Takeovers of UK companies by foreign firms have surged to the highest point since the end of 2018, with more major deals under negotiation, including the £7bn sale of Morrisons to a US private equity house.
Mergers and acquisitions conducted by foreign companies of UK firms were worth £27.7bn between April and June, up from £8.3bn in the first quarter, according to the latest figures from the Office for National Statistics (ONS). That was the highest level since the last three months of 2018, when US cable giant Comcast’s £30bn takeover of Sky pushed the quarter’s total to £33.3bn.

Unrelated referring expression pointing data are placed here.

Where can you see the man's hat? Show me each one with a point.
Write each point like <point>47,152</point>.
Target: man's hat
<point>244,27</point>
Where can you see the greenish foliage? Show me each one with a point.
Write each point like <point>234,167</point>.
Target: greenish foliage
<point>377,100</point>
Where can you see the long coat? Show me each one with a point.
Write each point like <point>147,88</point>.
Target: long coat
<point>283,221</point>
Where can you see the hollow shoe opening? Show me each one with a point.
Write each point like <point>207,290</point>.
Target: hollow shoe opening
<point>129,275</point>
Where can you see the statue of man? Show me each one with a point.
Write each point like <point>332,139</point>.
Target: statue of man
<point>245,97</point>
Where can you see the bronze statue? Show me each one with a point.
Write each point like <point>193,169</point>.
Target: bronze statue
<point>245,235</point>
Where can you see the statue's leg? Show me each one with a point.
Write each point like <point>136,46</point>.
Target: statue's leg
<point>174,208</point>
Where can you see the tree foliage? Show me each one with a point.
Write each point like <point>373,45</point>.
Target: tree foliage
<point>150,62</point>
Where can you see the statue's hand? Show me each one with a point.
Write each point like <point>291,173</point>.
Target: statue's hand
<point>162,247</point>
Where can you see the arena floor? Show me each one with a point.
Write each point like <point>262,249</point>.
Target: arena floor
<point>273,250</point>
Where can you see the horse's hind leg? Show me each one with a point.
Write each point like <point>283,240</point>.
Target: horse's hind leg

Deals completed in the second quarter include the £7.2bn takeover, agreed last November, of the 300-year-old UK insurer RSA by Canadian rival Intact Financial Corporation and the Scandinavian insurer Tryg. The agreement will result in the breakup of RSA, which owns the More Than brand.
Security outsourcing firm G4S was bought by US firm Allied Universal Security Services in a £3.8bn deal, which trumped a rival offer from Canadian suitor GardaWorld.
A spate of more recent deals that have been agreed but not yet completed, as well as others that are still in the bidding process, are not included in the ONS data, and will push up the total of inward mergers and acquisitions for this year.
These include the proposed £7bn sale of Morrisons, Britain’s fourth-biggest supermarket group, to a US private equity firm. Clayton, Dubilier & Rice outbid US rival Fortress, which owns Majestic Wine and is itself owned by the Japanese investment company SoftBank. The trustees of the Morrisons pension schemes have warned that the sale could “materially weaken” the financial position of the funds.
Another controversial deal is the Marlboro cigarette maker Philip Morris International’s £1.1bn offer for the UK asthma inhaler maker Vectura, which was unanimously recommended by its board despite stark warnings from public health experts and charities. Shareholders have until 15 September to decide whether to accept the offer.
A number of UK firms in sectors ranging from telecoms to children’s social care have caught the eye of foreign private equity firms, raising fears over jobs and pensions. In the first half of 2021, private equity investment jumped to the highest level since 2017, according to KPMG, which tracked 785 private equity deals in the UK with a combined value of almost £74bn.
The UK infrastructure group John Laing has accepted a £2bn offer from US firm KKR, while Luxembourg-based CVC has clinched a £767m takeover of the London-listed vodka maker Stock Spirits.
Two British defence contractors have also attracted overseas bids: jobs are under threat at the British engineering firm Meggitt after it agreed a £6.3bn takeover deal by US rival Parker Hannifin, which the UK government is closely monitoring. The business minister, Kwasi Kwarteng, has also told the competition regulator to examine the proposed £2.6bn sale of Ultra Electronics to Cobham’s US private equity owner Advent on national security grounds.
In addition, Kwarteng has ordered a national security review of a takeover by a Chinese academic of a small Welsh manufacturer of graphene. The business secretary instructed the Competition and Markets Authority to review the planned takeover of Perpetuus Group by Taurus International or any companies associated with Dr Zhongfu Zhou.
According to data from Refinitiv, buyout companies from around the world have been targeting UK firms, comprising about a tenth of their total spend over the first six months of the year.